On Mon, Jan 11, 1999 at 12:14:04PM -0500, Jeremiah Kristal put this into my mailbox:

> On Mon, 11 Jan 1999, Phil Howard wrote:
> 
> <<snip discussion about how clueful operators filter RFC1918 addresses>>
> 
> Granted it's not that large an amplifier, but it seems odd that
> even an RFC1918 network would be used as an amplifier for this long
> without someone finding and securing it.

If that were true, we wouldn't have smurf attacks at all. There are
still many, many clueless or otherwise incompetent ISPs and/or companies
out there (many of whom are large ISPs and/or telcos who should know better
but don't) who have many, many smurf-amplifier netblocks. Heck, the US
Military has half of the entries at netscan.org (and they're supposedly
the ones worried about "cyber-terrorism").
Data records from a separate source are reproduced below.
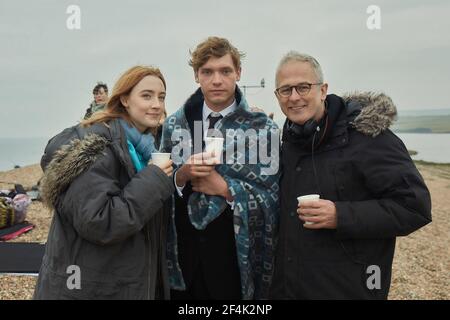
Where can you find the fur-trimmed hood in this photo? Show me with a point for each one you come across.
(372, 112)
(68, 163)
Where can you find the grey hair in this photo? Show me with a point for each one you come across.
(300, 57)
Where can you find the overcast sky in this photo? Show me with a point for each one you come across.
(47, 71)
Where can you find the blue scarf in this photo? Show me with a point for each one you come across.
(256, 205)
(140, 146)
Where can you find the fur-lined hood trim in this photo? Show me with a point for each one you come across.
(375, 112)
(68, 163)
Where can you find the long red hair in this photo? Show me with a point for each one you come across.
(114, 108)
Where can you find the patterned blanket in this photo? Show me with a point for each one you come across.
(253, 182)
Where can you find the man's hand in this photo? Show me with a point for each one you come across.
(166, 167)
(321, 212)
(213, 184)
(197, 166)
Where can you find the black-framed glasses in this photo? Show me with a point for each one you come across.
(301, 88)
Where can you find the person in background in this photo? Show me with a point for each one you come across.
(107, 238)
(100, 93)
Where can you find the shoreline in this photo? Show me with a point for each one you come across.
(421, 268)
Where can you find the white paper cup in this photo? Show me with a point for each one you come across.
(308, 197)
(215, 145)
(160, 159)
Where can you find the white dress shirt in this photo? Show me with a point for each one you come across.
(205, 118)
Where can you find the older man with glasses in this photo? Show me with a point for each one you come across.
(364, 188)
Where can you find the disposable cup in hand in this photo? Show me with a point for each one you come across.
(160, 159)
(308, 197)
(214, 145)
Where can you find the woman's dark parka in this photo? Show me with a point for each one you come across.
(109, 221)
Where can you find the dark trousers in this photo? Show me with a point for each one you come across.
(207, 258)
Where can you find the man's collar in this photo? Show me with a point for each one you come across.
(207, 111)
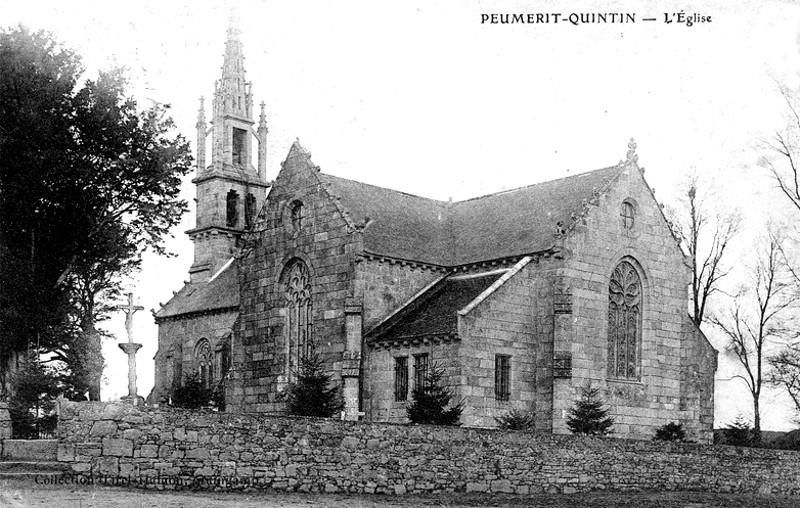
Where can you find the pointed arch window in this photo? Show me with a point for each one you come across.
(624, 322)
(300, 342)
(232, 209)
(249, 210)
(204, 361)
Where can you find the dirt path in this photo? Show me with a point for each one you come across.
(28, 494)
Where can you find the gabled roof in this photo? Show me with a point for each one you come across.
(504, 224)
(435, 312)
(219, 293)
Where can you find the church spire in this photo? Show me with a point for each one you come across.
(233, 94)
(262, 143)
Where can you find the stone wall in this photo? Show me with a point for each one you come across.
(516, 320)
(326, 244)
(221, 450)
(177, 339)
(676, 363)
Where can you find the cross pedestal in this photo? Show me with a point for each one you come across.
(130, 348)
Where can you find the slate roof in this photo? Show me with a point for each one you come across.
(504, 224)
(435, 312)
(222, 292)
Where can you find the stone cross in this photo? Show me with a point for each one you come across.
(130, 348)
(129, 309)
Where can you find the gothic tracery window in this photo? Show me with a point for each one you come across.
(300, 342)
(624, 322)
(627, 215)
(297, 215)
(249, 210)
(204, 360)
(232, 209)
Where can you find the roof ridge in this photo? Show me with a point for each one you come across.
(535, 184)
(385, 188)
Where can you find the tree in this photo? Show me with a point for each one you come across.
(785, 372)
(88, 183)
(32, 405)
(755, 318)
(706, 233)
(312, 394)
(430, 401)
(588, 416)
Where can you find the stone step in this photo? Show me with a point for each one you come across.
(30, 450)
(35, 471)
(12, 466)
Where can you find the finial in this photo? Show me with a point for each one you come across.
(233, 24)
(631, 156)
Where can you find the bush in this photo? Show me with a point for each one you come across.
(310, 395)
(588, 416)
(738, 433)
(429, 402)
(670, 432)
(32, 405)
(516, 420)
(192, 393)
I've come to the unfortunate conclusion that very few people seem to care
about system and network security until they are directly affected because of
something they neglected. If it were otherwise, you wouldn't see "well-known"
sites such as Yahoo, the NY Times, starwars.com &etc. getting hacked
week after week.

Much as I hate to say it, this seems to be one area where industry
self-regulation has utterly failed. I don't know what would be a better
solution; I hate to suggest government regulation. But I'm at a loss here.

-dalvenjah

-- 
 Dalvenjah FoxFire (aka Sven Nielsen)    May the schwartz be with you!